A psicóloga expõe que já ouviu muitos relatos e já passou por situações onde estava em um dia ruim e para fazer sua saúde mental assistia o programa do grupo, pois o caos divertido retratado na transmissão a trazia memórias importantes em sua vida e o gerava alegria, risadas e coisas benéficas de serem sentidas. 

Como em qualquer hobby, existe uma linha tênue entre o escapismo saudável e a dependência. E para Duda, mesmo que as mensagens do grupo sejam ferramentas válidas de acolhimento, o senso crítico não deve ser deixado de lado. 

Ao parafrasear o jornalista Nelson Rodrigues que dizia que “quem pensa de forma unânime não precisa mais pensar”, a profissional reforça que é importante filtrar e racionalizar o que se é consumido, principalmente em uma sociedade onde os estímulos digitais estão cada vez mais saturados. 

A psicóloga afirma que é preciso extrair tudo aquilo que faz sentido para o dia a dia da pessoa. “A partir do momento em que perco essa capacidade de racionalizar o que me é entregue, surge a necessidade de que o outro me diga o que pensar, fazer ou como agir.” explica. 

Perder a capacidade de questionamento pode gerar impactos diretos nas atividades e nas relações pessoais. Por isso os especialistas apontam que o verdadeiro “amor-próprio” promovido pelo grupo coreano passa  pelo fortalecimento do autoconhecimento de cada indivíduo.

Campanha em conjunto com a UNICEF

A parceria entre o grupo sul-coreano e a UNICEF (em português Fundo das Nações Unidas para a Infância) começou em 2017 com a campanha Love Myself. Focada em combater à violência, negligência, bullying e promover a autoestima, a campanha gerou milhões de dólares em doações, discursos históricos na ONU e ajuda na saúde mental dos jovens. 

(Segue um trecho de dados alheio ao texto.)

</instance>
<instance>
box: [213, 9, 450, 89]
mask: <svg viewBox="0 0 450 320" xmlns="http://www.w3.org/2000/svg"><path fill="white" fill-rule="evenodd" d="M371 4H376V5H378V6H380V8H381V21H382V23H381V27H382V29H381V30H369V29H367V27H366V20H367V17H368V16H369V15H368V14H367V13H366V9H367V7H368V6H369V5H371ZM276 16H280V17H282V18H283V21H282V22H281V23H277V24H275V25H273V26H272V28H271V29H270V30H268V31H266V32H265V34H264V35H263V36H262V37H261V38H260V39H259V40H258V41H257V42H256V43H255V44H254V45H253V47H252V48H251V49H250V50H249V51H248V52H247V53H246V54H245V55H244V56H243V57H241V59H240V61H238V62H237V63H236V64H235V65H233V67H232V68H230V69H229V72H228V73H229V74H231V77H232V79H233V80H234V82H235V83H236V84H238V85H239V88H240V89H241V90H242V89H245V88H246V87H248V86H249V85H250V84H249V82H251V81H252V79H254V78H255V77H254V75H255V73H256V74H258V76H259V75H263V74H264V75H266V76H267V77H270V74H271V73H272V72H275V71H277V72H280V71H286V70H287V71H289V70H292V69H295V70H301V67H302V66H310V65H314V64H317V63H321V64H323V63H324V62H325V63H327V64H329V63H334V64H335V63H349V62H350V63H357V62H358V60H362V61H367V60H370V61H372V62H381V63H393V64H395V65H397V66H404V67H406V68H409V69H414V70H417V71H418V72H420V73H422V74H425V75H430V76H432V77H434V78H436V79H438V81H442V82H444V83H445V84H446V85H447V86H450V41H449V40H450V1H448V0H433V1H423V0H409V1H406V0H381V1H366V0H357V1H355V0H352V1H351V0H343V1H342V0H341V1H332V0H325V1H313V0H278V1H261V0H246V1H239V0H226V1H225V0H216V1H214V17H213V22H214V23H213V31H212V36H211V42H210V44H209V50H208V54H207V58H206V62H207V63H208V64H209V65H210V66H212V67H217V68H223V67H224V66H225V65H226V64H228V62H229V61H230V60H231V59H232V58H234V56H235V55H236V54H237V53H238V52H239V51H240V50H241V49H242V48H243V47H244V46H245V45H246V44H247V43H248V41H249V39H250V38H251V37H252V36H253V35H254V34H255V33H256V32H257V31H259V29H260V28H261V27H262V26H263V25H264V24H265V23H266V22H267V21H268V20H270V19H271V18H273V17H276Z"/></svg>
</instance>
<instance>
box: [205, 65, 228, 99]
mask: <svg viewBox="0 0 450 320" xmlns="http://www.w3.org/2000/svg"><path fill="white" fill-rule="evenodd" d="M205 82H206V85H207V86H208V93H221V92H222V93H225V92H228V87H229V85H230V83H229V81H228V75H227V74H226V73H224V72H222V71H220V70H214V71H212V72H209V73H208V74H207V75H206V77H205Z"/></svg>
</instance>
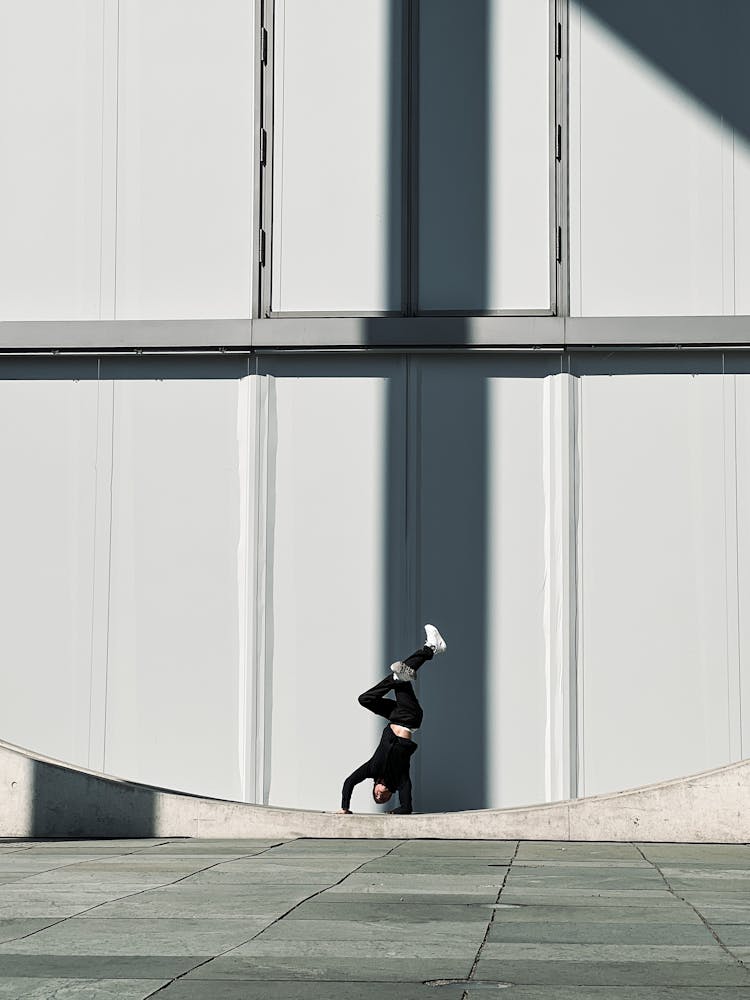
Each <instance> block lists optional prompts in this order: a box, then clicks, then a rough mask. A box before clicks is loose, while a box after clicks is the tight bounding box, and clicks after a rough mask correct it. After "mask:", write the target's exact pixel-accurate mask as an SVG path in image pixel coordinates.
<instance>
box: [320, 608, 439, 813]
mask: <svg viewBox="0 0 750 1000" xmlns="http://www.w3.org/2000/svg"><path fill="white" fill-rule="evenodd" d="M424 630H425V636H426V640H425V644H424V646H422V648H421V649H418V650H417V651H416V652H415V653H412V655H411V656H409V657H407V658H406V659H405V660H397V661H396V663H392V664H391V672H390V673H389V674H388V675H387V676H386V677H384V678H383V680H382V681H379V682H378V683H377V684H376V685H375V686H374V687H371V688H370V689H369V691H365V692H364V694H361V695H360V696H359V703H360V705H362V707H363V708H369V710H370V711H371V712H374V713H375V714H376V715H381V716H383V718H385V719H388V725H387V726H386V727H385V729H384V730H383V735H382V736H381V737H380V743H379V744H378V748H377V750H376V751H375V753H374V754H373V755H372V757H370V759H369V760H368V761H366V762H365V763H364V764H362V766H361V767H358V768H357V770H356V771H354V772H353V773H352V774H350V775H349V777H348V778H347V779H346V781H345V782H344V787H343V788H342V790H341V809H339V812H340V813H347V814H349V813H351V809H350V808H349V805H350V803H351V799H352V792H353V791H354V786H355V785H358V784H359V783H360V782H361V781H364V780H365V779H366V778H372V781H373V787H372V797H373V798H374V799H375V801H376V802H377V803H378V804H379V805H382V804H384V803H386V802H388V801H389V800H390V798H391V796H392V795H393V793H394V792H398V797H399V803H400V804H399V806H398V808H396V809H392V810H391V812H394V813H410V812H411V811H412V801H411V778H410V776H409V764H410V763H411V758H412V755H413V754H414V753H415V752H416V749H417V744H416V743H415V742H414V740H412V733H414V732H415V731H416V730H417V729H418V728H419V726H420V725H421V723H422V715H423V712H422V706H421V705H420V704H419V701H418V700H417V696H416V694H415V692H414V688H413V687H412V684H411V682H412V681H413V680H414V678H415V677H416V674H417V671H418V670H419V668H420V667H421V666H422V664H423V663H425V662H426V661H427V660H431V659H432V657H433V656H434V655H435V654H436V653H444V652H445V650H446V645H445V640H444V639H443V637H442V636H441V635H440V633H439V632H438V630H437V629H436V628H435V626H434V625H425V627H424ZM390 691H393V693H394V694H395V696H396V700H395V701H394V700H393V699H392V698H386V697H385V695H386V694H388V693H389V692H390Z"/></svg>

A campanha foi lançada em outubro de 2017 e foi inspirada nos 3 álbuns do grupo chamados Love Yourself, baseados no que o amor começa em amar a si mesmo. A colaboração obteve resultados globais e reforçou o alcance da mensagem de forma positiva. 

Além disso, a campanha conseguiu arrecadar mais de US$ 6,6 milhões para a proteção e o bem-estar de crianças, 126 milhões de pessoas foram ajudadas através de apoio à saúde mental e as ações com os fãs engajaram mais de 50 milhões de pessoas. 

No ano seguinte, RM o líder do grupo, discursou na Assembleia Geral das Nações Unidas, em Nova York, onde incentivou os jovens a se abrirem para falar por si mesmos. Em 2021, o BTS e a gravadora renovaram a campanha com  uma doação de US$ 1 milhão, além de doar 100% dos lucros da linha de produtos  LOVE MYSELF

Matéria produzida por Mariana Duarte.